# Apologetic tracts



## Peairtach (Aug 23, 2009)

Does anyone know where one can get Gospel or Scripture tracts which incorporate apologetical material, preferrably British in style, but American would do?


----------



## JennyG (Aug 23, 2009)

Surely there are some by John Blanchard that are apologetic in emphasis, but I'm not sure who publishes them


----------



## Peairtach (Aug 23, 2009)

I thik they're more like booklets than tracts, but thanks for the reminder. I'll check Blanchard's stuff out again.


----------



## Hungus (Aug 23, 2009)

Monergism has the following resource: Publications of the American Tract Society (6 Volume Set) :: Modern Authors :: Monergism Books :: Reformed Books and Resources for Christians

You may well be able to contact the American Tract Society at American Tract Society :: 180 Years of Changing Lives and see if any of these older tracts are still available. If not, but the copy from monergism and republish them yourself, Most of them are well out of copyright and are now in the public domain. If you need help with this drop me a line.


----------



## JennyG (Aug 24, 2009)

*d i y*

I saw a couple of tracts only the other day that bore the name of the Outreach Committee, Free Presbyterian Church of Scotland -
www.fpchurch.org.uk 
plus an email, [email protected].

(You probably know about these people already). Those tracts weren't what you're looking for, but my thought was, why not write your own?
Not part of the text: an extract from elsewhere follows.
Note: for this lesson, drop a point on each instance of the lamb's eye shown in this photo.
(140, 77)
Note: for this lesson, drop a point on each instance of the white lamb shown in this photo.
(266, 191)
You're well able to, and they could produce it. 
If you do, let me know and I will order some!


----------



## jason d (Aug 24, 2009)

This group is Reformed and some of their tracts have some good apologetics: Evangelism Team


----------



## Sven (Aug 24, 2009)

Vic Lockman has some pretty good apologetical tracts here: Vic Lockman Cartoonist For Hire

I have a few of John Blanchard's tracts as well, and they are very good.


----------